Fattori che Influenzano il Successo/Fallimento della FIVET
Comprendere i fattori che possono influenzare l'esito della FIVET può aiutare a prendere decisioni informate per i cicli futuri.
- Età materna: L’effetto dell’avanzare dell’età provoca un calo del numero e della qualità degli ovociti.
- Fattore maschile alterato: Se si parte con un fattore maschile alterato.
- Indice di massa corporea (IMC): Nelle donne, l’IMC ideale è tra 19 e 30. Le loro deviazioni, in particolare l’IMC > 30, possono portare a un basso tasso di fecondazione e gravidanza. In questo caso, tendono ad avere problemi ovulatori e un aumentato rischio di aborto. Anche negli uomini, l’obesità influisce negativamente sul loro sistema riproduttivo ed è stato dimostrato che tende ad aumentare i livelli di estrogeni e abbassare i livelli di testosterone.
- Causa dell’infertilità: Se è unica o molteplice.
- Endometriosi: Soffrire di endometriosi.
- Conteggio follicoli antrali (AFC): È direttamente correlato con l'età materna e i valori dell’ormone antimulleriano (AMH). A maggiore età, si osserverà una diminuzione nel recuento follicolare e nei valori di AMH.
- Fattori tossici.
- Fattore ovarico: A seconda di come è stata la risposta ovarica in un ciclo precedente, si può modificare e/o personalizzare un nuovo tentativo basato su determinati livelli ormonali. Inoltre, i livelli di progesterone possono aiutare a sapere se la recettività endometriale è ottimale.
- Fattore endometriale: Anomalie nella cavità intrauterina, endometrio scarsamente proliferato, endometrite, fattori immunologici e trombofilia; sono le cause del fallimento ripetuto dell’impianto.
- Qualità del liquido seminale: Sebbene si possa realizzare un ICSI con un basso numero di spermatozoi, ci sono alcuni parametri che potrebbero influenzare principalmente i tassi di fecondazione e che devono essere considerati in un nuovo tentativo.
- Qualità embrionaria: Gli embrioni che raggiungono lo stadio di blastocisti sono classificati in base al loro grado di espansione e qualità delle loro cellule. Di conseguenza, un embrione di buona qualità avrà un tasso di previsione della gravidanza più elevato.
- Controllo di qualità in laboratorio: Questa categoria comprende la qualità dell’aria, il pH, il tipo e le caratteristiche degli incubatori, l’uso di scarsa luminosità e il tipo di terreno in cui vengono coltivati gli embrioni.
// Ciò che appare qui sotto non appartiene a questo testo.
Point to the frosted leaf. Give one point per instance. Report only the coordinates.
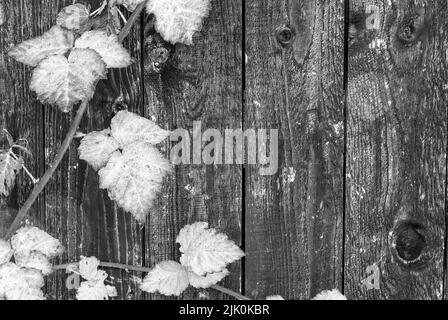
(65, 82)
(6, 252)
(33, 260)
(128, 127)
(178, 20)
(205, 250)
(274, 298)
(55, 41)
(210, 279)
(134, 176)
(29, 239)
(330, 295)
(73, 17)
(97, 147)
(168, 277)
(9, 167)
(107, 46)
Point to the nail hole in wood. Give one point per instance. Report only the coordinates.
(285, 35)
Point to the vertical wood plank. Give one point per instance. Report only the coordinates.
(295, 55)
(396, 149)
(202, 83)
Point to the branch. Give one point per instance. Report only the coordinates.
(146, 270)
(40, 186)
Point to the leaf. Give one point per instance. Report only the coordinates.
(107, 46)
(168, 277)
(73, 17)
(134, 176)
(208, 280)
(205, 250)
(65, 82)
(97, 147)
(178, 20)
(28, 239)
(6, 252)
(55, 41)
(128, 127)
(9, 167)
(330, 295)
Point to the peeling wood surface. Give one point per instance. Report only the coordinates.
(379, 135)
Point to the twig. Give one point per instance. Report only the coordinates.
(125, 267)
(40, 186)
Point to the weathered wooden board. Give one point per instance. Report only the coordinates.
(294, 83)
(396, 149)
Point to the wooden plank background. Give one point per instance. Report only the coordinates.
(358, 92)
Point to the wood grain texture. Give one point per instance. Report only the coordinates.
(396, 150)
(202, 83)
(294, 83)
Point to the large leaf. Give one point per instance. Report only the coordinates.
(128, 127)
(205, 250)
(134, 176)
(97, 147)
(178, 20)
(73, 17)
(107, 46)
(65, 82)
(9, 167)
(56, 41)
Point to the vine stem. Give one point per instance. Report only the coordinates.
(125, 267)
(40, 186)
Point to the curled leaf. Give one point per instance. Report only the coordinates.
(205, 250)
(178, 20)
(97, 147)
(210, 279)
(128, 127)
(107, 46)
(65, 82)
(134, 176)
(55, 41)
(168, 277)
(9, 167)
(73, 17)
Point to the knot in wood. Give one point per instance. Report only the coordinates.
(285, 35)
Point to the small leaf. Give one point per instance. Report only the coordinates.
(9, 167)
(107, 46)
(134, 176)
(178, 20)
(65, 82)
(168, 277)
(97, 147)
(73, 17)
(128, 127)
(56, 41)
(205, 250)
(210, 279)
(334, 294)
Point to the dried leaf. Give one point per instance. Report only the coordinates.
(97, 147)
(107, 46)
(134, 176)
(65, 82)
(178, 20)
(28, 239)
(168, 277)
(73, 17)
(9, 167)
(55, 41)
(208, 280)
(205, 250)
(128, 127)
(334, 294)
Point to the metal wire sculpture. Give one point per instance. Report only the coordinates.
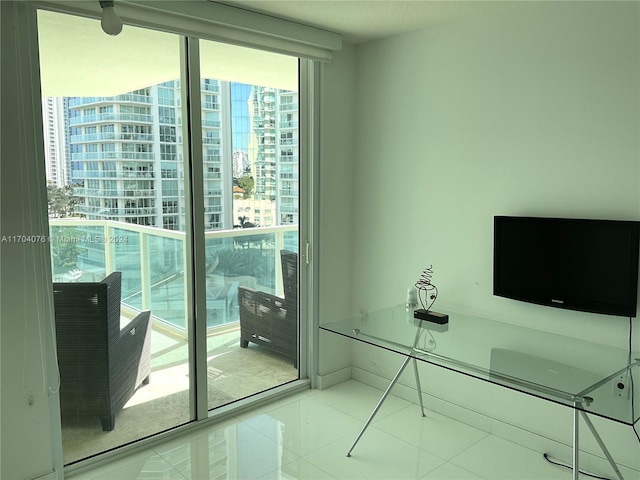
(427, 291)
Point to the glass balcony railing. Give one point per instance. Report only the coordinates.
(152, 262)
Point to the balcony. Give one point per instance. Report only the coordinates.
(126, 98)
(154, 277)
(152, 260)
(111, 117)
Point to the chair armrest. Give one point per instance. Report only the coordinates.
(261, 304)
(131, 353)
(139, 325)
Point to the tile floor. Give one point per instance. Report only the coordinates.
(306, 436)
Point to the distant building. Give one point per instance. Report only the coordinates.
(126, 151)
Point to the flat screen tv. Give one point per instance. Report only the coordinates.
(577, 264)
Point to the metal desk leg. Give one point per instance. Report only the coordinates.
(576, 438)
(415, 369)
(382, 399)
(603, 447)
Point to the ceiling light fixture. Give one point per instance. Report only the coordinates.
(110, 22)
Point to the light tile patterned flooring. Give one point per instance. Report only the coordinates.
(306, 436)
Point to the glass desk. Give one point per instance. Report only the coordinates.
(579, 374)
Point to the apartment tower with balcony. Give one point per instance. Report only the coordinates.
(127, 153)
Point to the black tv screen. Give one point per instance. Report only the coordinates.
(577, 264)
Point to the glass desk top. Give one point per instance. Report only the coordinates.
(557, 368)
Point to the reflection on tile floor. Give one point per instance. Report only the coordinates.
(306, 436)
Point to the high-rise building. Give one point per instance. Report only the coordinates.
(54, 129)
(126, 151)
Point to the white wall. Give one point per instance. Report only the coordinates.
(31, 436)
(335, 252)
(528, 110)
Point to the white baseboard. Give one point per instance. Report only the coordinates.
(330, 379)
(47, 476)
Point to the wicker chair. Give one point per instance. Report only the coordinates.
(269, 320)
(101, 365)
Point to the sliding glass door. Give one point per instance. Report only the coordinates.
(200, 221)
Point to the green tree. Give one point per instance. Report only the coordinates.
(64, 248)
(61, 201)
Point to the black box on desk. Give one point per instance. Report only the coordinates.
(433, 317)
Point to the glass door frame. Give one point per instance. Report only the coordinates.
(308, 72)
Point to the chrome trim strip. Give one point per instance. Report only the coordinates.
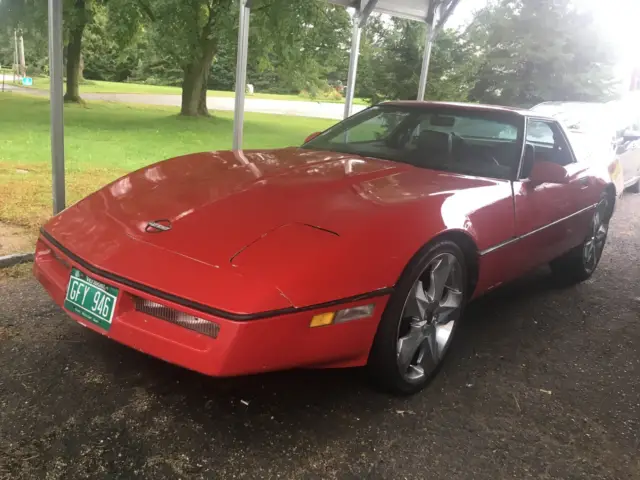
(532, 232)
(524, 147)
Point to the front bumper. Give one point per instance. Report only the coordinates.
(241, 347)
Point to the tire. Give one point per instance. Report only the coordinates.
(423, 312)
(578, 264)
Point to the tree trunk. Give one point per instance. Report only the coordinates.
(74, 56)
(194, 85)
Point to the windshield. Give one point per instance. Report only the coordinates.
(453, 139)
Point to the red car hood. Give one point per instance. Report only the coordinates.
(225, 208)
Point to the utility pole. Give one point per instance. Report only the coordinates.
(14, 67)
(23, 66)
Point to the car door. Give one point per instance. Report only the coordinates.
(551, 218)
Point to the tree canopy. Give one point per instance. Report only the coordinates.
(514, 52)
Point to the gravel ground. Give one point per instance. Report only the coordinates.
(541, 382)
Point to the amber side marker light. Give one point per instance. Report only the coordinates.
(341, 316)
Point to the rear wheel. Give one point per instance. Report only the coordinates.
(579, 264)
(419, 322)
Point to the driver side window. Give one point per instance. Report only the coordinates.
(373, 129)
(549, 142)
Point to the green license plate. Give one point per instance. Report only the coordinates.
(91, 299)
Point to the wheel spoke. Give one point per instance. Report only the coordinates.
(409, 344)
(601, 234)
(433, 347)
(449, 305)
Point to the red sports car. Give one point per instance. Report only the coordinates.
(361, 247)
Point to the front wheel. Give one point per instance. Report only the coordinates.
(579, 264)
(420, 319)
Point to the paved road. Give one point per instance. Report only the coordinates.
(541, 382)
(258, 105)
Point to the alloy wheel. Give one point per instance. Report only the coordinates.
(594, 245)
(430, 313)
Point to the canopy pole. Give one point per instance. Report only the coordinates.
(426, 59)
(353, 65)
(57, 102)
(241, 73)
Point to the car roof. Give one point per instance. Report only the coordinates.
(467, 106)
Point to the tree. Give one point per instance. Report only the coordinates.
(536, 50)
(79, 14)
(397, 61)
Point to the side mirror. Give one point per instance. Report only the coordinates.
(547, 172)
(312, 136)
(630, 135)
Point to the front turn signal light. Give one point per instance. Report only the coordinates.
(341, 316)
(322, 319)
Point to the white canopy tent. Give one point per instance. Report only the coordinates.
(419, 10)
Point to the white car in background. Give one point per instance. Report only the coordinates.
(603, 133)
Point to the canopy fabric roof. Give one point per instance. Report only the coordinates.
(410, 9)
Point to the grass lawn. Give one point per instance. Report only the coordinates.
(95, 86)
(103, 141)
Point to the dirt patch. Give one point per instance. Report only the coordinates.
(19, 271)
(15, 239)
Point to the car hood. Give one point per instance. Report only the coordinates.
(250, 216)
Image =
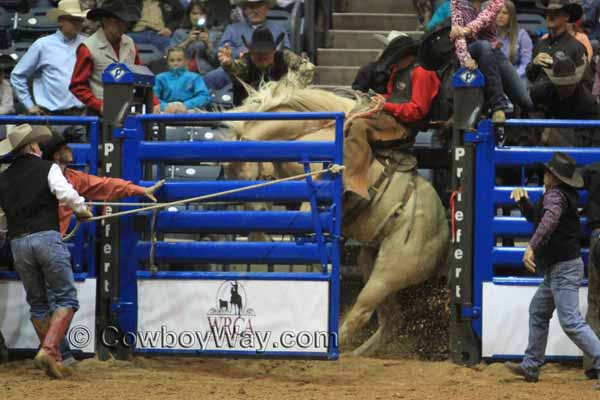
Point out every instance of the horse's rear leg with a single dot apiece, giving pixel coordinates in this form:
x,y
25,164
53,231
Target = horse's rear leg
x,y
383,335
369,299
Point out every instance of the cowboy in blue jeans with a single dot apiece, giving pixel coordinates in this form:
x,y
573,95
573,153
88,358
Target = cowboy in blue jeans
x,y
554,250
30,191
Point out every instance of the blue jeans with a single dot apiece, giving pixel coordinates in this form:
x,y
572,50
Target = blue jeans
x,y
500,75
42,261
560,290
149,36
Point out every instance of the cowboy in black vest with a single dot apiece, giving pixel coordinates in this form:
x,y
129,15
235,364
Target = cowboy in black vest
x,y
30,190
263,62
554,251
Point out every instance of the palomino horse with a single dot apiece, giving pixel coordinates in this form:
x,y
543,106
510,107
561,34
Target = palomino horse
x,y
403,230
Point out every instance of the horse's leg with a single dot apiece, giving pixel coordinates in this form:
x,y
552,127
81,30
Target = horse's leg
x,y
369,299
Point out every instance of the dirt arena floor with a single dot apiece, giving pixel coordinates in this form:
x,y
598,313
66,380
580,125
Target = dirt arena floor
x,y
348,378
413,366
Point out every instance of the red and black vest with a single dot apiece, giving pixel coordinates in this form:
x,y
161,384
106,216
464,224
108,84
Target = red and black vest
x,y
25,197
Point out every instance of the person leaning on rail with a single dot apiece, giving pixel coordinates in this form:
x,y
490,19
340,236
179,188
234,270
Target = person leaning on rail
x,y
554,250
30,190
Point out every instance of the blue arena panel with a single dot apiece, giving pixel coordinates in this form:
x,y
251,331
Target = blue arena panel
x,y
284,191
275,151
240,222
234,252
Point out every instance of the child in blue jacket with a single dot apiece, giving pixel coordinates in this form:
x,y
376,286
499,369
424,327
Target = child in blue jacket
x,y
178,89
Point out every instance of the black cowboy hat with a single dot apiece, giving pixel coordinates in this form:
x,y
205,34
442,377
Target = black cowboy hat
x,y
571,7
564,71
563,167
398,48
126,11
262,40
437,49
52,146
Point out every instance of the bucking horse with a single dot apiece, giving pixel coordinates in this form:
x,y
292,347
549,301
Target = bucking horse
x,y
403,231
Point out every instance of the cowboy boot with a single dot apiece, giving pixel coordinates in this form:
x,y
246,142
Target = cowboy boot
x,y
49,358
3,350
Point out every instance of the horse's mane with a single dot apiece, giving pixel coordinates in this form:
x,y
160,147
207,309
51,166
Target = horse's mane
x,y
291,93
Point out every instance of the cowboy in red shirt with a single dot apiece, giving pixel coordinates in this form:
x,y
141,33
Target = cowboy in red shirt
x,y
89,186
411,91
108,45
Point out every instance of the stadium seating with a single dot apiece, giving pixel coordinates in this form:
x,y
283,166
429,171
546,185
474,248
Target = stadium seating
x,y
534,23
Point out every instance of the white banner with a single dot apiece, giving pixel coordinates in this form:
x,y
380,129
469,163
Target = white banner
x,y
241,315
18,331
506,322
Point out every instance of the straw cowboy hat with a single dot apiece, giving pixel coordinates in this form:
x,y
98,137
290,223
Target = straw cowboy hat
x,y
563,167
66,8
22,135
571,7
390,37
564,71
115,9
242,3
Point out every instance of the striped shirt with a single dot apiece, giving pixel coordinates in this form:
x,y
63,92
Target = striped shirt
x,y
481,22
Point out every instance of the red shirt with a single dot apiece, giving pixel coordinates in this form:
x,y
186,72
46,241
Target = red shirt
x,y
80,80
95,188
425,86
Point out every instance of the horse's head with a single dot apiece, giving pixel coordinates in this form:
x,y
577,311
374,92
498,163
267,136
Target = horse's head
x,y
290,95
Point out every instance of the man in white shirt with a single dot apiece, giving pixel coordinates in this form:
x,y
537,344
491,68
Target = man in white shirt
x,y
30,191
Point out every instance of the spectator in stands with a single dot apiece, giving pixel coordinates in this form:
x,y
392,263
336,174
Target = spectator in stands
x,y
559,13
108,45
30,190
157,22
263,62
410,93
440,16
554,251
256,15
477,23
236,34
7,105
424,9
516,43
564,96
180,90
591,178
375,75
199,37
49,62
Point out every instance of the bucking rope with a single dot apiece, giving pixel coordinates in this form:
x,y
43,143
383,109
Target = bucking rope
x,y
334,169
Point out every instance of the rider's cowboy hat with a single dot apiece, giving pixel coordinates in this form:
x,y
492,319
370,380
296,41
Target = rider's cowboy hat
x,y
242,3
437,49
262,40
22,135
389,38
564,71
125,11
564,168
51,146
571,7
66,8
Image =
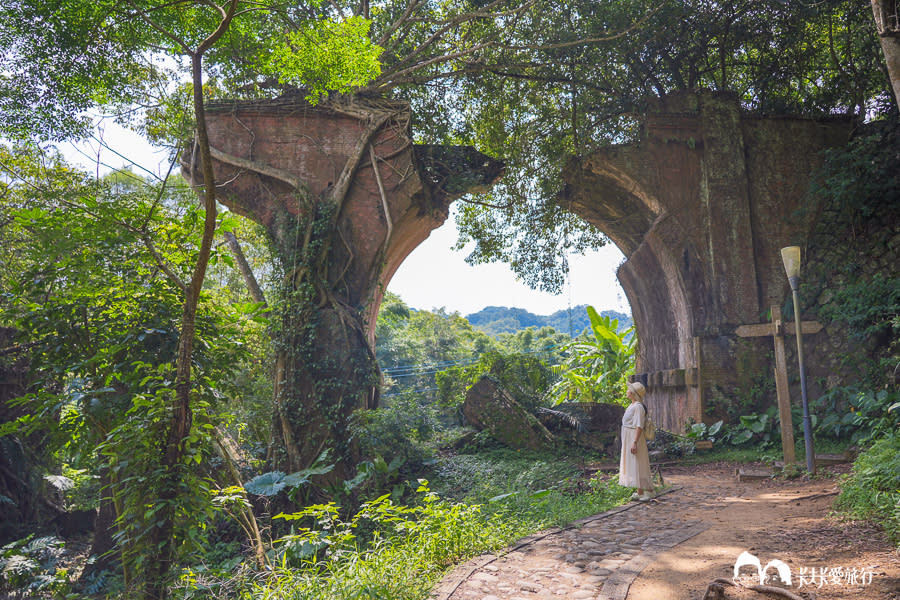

Quando Riprovare Dopo una FIVET Negativa
Quando somministriamo farmaci ormonali, il ciclo riviene due o tre giorni dopo la sospensione del farmaco. Nei casi in cui la strategia da seguire è un’altra stimolazione ovarica, si consiglia di attendere 2 o 3 mesi. In alternativa e senza dubbio, non è necessario attendere questi mesi se il piano prevede di eseguire un criotransfer dopo fecondazione in vitro negativa. In questo caso le ovaie non sono necessarie e con le mestruazioni l’endometrio si sarà completamente rigenerato.